The Value-iteration policy is an asymptotically optimal decision making approach. The next-best state is selected in each discrete step of the game based on its value.

The ''value_iteration_policy'' function has the following prescription which follows the prescription of the ''greedy_policy'' from [[courses:b4m36uir:hw:task11|Task11 - Greedy policy in pursuit-evasion]]:<code python>
           def value_iteration_policy(self, gridmap, evaders, pursuers):
        """
        Method to calculate the value-iteration policy action
        
        Parameters
        ----------
        gridmap: GridMap
            Map of the environment
        evaders: list((int,int))
            list of coordinates of evaders in the game (except the player's robots, if he is evader)
        pursuers: list((int,int))
            list of coordinates of pursuers in the game (except the player's robots, if he is pursuer)
        """
</code>

The purpose of the function is to internally update the ''self.next_robots'' variable, which is a list of ''(int, int)'' robot coordinates based on the current state of the game, given ''gridmap'' grid map of the environment and the player's role ''self.role''. The player is given the list ''evaders'' of all evading robots in the game other than his robots and the list of ''pursuers'' of all pursuing robots in the game other than his robots. I.e., the complete set of robots in game is given as the union of ''evaders'', ''pursuers'' and ''self.robots''.\\

During the gameplay, each player is asked to update their intention for the next move coded in the ''self.next_robots'' variable by calling the ''calculate_step'' function. Afterward, the step is performed by calling the ''take_step̈́'' function followed by the game checking each step, whether it complies to the rules of the game.

The game ends after a predefined number of steps or when all the evaders are captured.
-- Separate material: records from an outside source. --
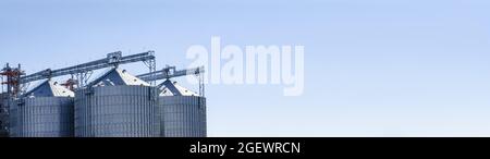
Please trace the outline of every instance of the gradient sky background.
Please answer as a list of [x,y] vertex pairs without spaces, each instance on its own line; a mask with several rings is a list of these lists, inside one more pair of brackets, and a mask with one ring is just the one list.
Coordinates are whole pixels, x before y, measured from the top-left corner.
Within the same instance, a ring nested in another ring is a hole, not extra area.
[[[208,85],[209,136],[490,136],[488,0],[2,0],[0,62],[28,73],[192,45],[304,45],[305,94]],[[140,63],[124,65],[143,73]]]

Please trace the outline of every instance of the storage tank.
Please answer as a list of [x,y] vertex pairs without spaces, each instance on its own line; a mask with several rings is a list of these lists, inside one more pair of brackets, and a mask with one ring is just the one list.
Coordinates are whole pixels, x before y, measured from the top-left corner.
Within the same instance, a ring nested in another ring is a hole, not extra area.
[[164,137],[206,137],[206,98],[167,80],[159,106]]
[[108,71],[75,93],[75,136],[160,136],[158,93],[126,71]]
[[0,94],[0,137],[9,137],[9,107],[7,107],[7,93]]
[[10,100],[12,137],[73,136],[74,93],[56,82],[46,81]]

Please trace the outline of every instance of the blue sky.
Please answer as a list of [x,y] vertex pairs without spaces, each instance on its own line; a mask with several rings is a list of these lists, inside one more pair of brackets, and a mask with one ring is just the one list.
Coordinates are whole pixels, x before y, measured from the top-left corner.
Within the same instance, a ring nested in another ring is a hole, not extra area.
[[[33,73],[192,45],[305,46],[305,94],[208,85],[209,136],[490,136],[486,0],[0,1],[0,62]],[[125,65],[143,73],[140,63]]]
<note important>The number of players and robots is fixed for this task. There will be two players in the game. One player with a single evading robot and one player with two pursuers.</note>

In value-iteration the strategies for different configurations may be stored in the ''self.values'' variable which is either calculated from scratch, or loaded from file, if the policy already exists. The provided code for loading the value-iteration policy may be modified; however, the code shall use ''pickle'' library for saving and loading the data to and from the ''.policy'' files. 

===Evaluation===
The code can be evaluated using the following set of game scenarios.\\
{{ :courses:b4m36uir:hw:games.zip | Additional Game Scenarios}}\\

The evaluation code extends for:
<code python>
    games = [("grid", "games/grid_6.game"),
             ("grid", "games/grid_7.game"),
             ("grid", "games/grid_8.game"),
             ("pacman_small", "games/pacman_small_5.game"),
             ("pacman_small", "games/pacman_small_6.game")] 

</code>

Note, you can easily generate new game setups by modifying the ''.game'' files accordingly. In the upload system, the student's solutions are tested against the teachers ''RANDOM'' and ''GREEDY'' policies players. 
Note, the calculation of the ''VALUE_ITERATION'' policy is computationally expensive, therefore is the time for running the evaluation limited to 10 minutes.